Era agosto, in Andalusia. Fermammo l’automobile sul lato della carreggiata. Avevamo lasciato un paese tutto bianco, e ora in mezzo a un campo di girasoli anneriti dai raggi implacabili del sole ci scattammo una foto. Poi ripartimmo per Siviglia.
Montale nel 1923 scrive Portami il girasole ch’io lo trapianti. Misteriosa è l’identità dell’interlocutore a cui viene chiesto di irrompere nella vita buia del poeta e trasfondere in essa un’essenza di luce e vitalità. Del 1949 è invece la poesia A un girasole di Sergio Solmi, pubblicata nella raccolta Dal balcone.
Il girasole di Solmi è in vaso, e disfiora. È stato raccolto, allontanato dalla terra arroventata dell’agosto. Nell’aridità che scoppia, Solmi riconosce ancora un autentico motivo di felice contrapposizione: arsura e felicità: il girasole lieto affronta il raggio come la ginestra di Leopardi. Al passato, quando in un contesto di morte – arsura c’erano martiri ed eroi, subentra un presente in cui il fiore sfiorisce scerpato in salotto.
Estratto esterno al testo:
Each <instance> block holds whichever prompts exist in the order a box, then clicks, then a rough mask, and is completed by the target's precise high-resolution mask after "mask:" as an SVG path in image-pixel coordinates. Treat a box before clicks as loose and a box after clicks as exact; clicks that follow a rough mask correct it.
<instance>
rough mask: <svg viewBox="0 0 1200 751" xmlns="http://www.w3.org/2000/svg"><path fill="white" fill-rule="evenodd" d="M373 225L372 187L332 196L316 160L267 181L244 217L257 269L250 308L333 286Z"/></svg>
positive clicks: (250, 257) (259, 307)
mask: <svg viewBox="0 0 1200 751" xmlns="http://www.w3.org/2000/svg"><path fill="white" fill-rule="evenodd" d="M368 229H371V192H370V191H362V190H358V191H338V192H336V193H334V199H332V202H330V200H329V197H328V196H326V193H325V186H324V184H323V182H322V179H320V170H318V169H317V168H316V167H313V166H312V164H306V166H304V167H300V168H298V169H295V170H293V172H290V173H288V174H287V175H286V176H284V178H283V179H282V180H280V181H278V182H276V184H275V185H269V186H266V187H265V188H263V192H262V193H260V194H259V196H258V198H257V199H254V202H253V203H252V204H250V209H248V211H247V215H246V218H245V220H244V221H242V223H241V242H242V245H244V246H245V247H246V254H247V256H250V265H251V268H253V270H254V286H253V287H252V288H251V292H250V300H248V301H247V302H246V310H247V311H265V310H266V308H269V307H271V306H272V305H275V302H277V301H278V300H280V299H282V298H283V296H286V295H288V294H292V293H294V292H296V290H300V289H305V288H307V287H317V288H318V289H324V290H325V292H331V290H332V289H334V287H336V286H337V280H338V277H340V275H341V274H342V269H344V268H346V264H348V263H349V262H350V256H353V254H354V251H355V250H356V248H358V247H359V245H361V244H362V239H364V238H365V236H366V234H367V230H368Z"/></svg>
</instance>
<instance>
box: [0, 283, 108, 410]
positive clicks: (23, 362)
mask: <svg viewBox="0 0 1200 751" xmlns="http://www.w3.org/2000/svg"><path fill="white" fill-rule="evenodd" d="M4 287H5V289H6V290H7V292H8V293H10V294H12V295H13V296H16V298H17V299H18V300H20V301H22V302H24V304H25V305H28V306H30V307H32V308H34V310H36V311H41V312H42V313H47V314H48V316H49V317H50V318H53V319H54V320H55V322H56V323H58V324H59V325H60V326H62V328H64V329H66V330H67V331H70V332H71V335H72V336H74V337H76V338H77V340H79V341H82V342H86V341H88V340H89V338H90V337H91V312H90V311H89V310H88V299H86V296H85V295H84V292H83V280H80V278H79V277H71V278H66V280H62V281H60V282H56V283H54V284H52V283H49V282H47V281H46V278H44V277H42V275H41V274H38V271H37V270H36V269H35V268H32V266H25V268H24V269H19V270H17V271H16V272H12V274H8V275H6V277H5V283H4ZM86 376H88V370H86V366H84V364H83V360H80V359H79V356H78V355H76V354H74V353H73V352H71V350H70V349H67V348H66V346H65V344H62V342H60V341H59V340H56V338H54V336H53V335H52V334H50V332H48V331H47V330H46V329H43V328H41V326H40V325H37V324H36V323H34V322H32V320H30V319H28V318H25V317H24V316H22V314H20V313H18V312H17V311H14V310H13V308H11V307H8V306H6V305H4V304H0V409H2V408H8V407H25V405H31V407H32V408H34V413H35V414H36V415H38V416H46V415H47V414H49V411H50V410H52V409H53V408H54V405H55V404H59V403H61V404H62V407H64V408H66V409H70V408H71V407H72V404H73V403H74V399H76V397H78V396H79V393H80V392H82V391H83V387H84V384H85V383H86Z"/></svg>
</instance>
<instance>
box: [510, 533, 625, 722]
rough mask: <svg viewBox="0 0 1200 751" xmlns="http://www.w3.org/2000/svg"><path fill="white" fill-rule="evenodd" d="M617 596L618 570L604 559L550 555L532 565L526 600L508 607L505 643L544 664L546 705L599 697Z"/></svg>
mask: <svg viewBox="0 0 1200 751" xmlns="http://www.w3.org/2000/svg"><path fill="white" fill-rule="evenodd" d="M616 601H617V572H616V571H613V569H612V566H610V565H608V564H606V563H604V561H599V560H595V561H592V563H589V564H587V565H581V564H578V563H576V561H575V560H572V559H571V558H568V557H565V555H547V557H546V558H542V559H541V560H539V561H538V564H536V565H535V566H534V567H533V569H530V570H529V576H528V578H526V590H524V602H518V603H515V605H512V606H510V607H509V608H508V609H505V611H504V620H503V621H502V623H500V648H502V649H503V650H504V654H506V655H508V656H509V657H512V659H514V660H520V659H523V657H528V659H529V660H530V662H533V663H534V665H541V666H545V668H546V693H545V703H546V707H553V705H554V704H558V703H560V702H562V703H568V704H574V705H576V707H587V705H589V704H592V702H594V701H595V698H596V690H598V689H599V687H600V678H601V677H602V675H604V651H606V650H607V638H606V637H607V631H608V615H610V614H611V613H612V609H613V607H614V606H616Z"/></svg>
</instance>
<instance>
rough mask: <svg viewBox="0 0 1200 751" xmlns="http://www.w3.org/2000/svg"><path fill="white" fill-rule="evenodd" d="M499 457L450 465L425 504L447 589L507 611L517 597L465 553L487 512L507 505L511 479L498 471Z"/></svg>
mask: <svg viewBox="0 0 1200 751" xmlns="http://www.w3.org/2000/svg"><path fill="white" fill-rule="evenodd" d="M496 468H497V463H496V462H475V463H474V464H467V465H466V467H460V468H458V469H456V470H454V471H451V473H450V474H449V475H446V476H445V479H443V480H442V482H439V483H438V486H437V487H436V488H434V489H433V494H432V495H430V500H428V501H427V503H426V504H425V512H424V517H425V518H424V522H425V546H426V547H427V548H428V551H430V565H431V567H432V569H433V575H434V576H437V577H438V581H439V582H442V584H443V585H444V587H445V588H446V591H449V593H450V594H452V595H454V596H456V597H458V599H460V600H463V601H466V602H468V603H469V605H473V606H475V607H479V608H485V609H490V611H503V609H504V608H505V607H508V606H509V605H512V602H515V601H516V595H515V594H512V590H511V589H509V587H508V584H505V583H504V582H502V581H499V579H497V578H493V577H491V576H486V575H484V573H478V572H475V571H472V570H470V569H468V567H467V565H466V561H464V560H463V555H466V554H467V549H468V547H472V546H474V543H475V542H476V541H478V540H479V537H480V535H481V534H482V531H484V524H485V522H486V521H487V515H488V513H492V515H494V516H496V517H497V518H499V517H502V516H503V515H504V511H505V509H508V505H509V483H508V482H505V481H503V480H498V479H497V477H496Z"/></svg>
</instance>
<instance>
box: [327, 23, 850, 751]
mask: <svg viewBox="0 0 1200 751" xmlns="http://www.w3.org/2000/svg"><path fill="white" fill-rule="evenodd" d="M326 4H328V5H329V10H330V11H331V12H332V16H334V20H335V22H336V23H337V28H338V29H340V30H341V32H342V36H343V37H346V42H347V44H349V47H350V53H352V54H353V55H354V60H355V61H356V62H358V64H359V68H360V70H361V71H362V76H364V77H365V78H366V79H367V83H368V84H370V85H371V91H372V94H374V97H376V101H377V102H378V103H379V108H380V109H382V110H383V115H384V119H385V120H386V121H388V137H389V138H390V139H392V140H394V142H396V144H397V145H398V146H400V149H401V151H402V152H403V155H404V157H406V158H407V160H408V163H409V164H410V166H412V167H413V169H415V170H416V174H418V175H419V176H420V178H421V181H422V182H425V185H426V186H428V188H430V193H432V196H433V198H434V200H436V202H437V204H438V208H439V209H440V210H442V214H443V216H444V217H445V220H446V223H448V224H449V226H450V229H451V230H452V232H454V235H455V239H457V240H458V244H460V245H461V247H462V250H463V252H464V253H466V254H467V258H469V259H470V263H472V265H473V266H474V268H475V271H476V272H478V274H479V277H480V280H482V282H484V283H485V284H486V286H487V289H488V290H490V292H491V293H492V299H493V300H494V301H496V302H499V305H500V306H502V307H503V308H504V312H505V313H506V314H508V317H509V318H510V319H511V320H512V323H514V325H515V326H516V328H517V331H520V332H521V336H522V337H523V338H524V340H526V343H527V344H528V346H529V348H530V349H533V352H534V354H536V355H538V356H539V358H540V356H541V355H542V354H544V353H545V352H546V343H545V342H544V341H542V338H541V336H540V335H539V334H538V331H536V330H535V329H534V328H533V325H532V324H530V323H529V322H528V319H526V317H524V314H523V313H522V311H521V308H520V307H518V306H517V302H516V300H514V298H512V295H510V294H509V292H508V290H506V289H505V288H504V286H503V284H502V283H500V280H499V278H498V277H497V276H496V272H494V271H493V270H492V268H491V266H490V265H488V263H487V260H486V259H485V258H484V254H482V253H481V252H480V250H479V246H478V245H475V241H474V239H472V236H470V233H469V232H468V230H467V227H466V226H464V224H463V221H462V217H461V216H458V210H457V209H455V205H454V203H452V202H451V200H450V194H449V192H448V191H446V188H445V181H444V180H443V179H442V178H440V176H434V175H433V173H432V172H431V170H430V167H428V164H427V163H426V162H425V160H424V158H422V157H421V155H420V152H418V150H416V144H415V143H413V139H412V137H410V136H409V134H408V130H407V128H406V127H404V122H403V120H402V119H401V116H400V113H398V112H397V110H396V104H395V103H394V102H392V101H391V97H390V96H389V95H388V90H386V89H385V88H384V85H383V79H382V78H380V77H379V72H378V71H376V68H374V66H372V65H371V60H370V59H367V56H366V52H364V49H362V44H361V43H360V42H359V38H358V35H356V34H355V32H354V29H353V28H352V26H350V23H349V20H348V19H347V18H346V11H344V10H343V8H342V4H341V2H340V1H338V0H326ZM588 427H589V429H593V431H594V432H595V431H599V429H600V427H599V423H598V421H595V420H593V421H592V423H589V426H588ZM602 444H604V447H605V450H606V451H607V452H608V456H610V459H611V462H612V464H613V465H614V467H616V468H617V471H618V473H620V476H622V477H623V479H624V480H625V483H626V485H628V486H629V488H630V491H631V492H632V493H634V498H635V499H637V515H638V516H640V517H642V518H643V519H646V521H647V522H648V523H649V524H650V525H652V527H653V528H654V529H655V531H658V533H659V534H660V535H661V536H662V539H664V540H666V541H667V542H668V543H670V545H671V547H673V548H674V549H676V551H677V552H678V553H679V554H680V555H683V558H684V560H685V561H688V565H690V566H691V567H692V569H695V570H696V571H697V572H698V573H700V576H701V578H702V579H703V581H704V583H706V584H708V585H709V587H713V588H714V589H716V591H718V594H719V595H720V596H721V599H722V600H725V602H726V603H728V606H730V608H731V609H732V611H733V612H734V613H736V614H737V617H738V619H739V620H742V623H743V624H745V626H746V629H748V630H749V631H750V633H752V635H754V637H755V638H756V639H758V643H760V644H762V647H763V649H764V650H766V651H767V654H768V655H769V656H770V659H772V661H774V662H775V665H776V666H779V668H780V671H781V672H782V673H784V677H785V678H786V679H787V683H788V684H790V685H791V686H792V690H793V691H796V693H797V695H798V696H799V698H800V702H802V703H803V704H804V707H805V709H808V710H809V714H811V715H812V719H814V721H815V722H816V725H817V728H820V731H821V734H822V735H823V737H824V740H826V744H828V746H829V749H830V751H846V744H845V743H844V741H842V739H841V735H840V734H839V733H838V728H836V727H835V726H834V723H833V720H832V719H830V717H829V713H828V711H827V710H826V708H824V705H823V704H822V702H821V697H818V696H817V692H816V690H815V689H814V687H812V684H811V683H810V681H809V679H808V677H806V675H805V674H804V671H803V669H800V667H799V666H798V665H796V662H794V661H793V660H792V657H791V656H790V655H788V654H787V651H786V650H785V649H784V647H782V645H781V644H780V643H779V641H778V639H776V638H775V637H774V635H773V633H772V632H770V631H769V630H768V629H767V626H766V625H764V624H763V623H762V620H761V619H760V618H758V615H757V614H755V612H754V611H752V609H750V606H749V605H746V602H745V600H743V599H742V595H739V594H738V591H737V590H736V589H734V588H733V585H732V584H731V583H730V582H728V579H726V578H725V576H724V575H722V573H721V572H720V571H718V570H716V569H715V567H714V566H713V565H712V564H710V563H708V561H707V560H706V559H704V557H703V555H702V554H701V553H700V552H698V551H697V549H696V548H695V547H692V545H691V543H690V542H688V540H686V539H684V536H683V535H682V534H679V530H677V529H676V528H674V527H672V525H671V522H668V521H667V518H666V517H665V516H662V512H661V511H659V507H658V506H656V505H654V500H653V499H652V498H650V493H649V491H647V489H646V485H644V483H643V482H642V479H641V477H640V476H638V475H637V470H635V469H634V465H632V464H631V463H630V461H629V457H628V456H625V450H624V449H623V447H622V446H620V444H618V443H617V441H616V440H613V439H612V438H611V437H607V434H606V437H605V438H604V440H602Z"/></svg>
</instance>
Come non pensare alle nostre esistenze, quando i fiori sono di seconda mano, e sfioriscono finché non si esce all’aperto per andare incontro allo stesso deserto che ha invaso il vuoto delle case.
Montale recinge orti, coltiva apparizioni e improvvise pazzie nello spazio di un appartamento; Sergio Solmi coltiva la nostalgia dell’azione nel ricordo del furoreggiare di una vita più intensa.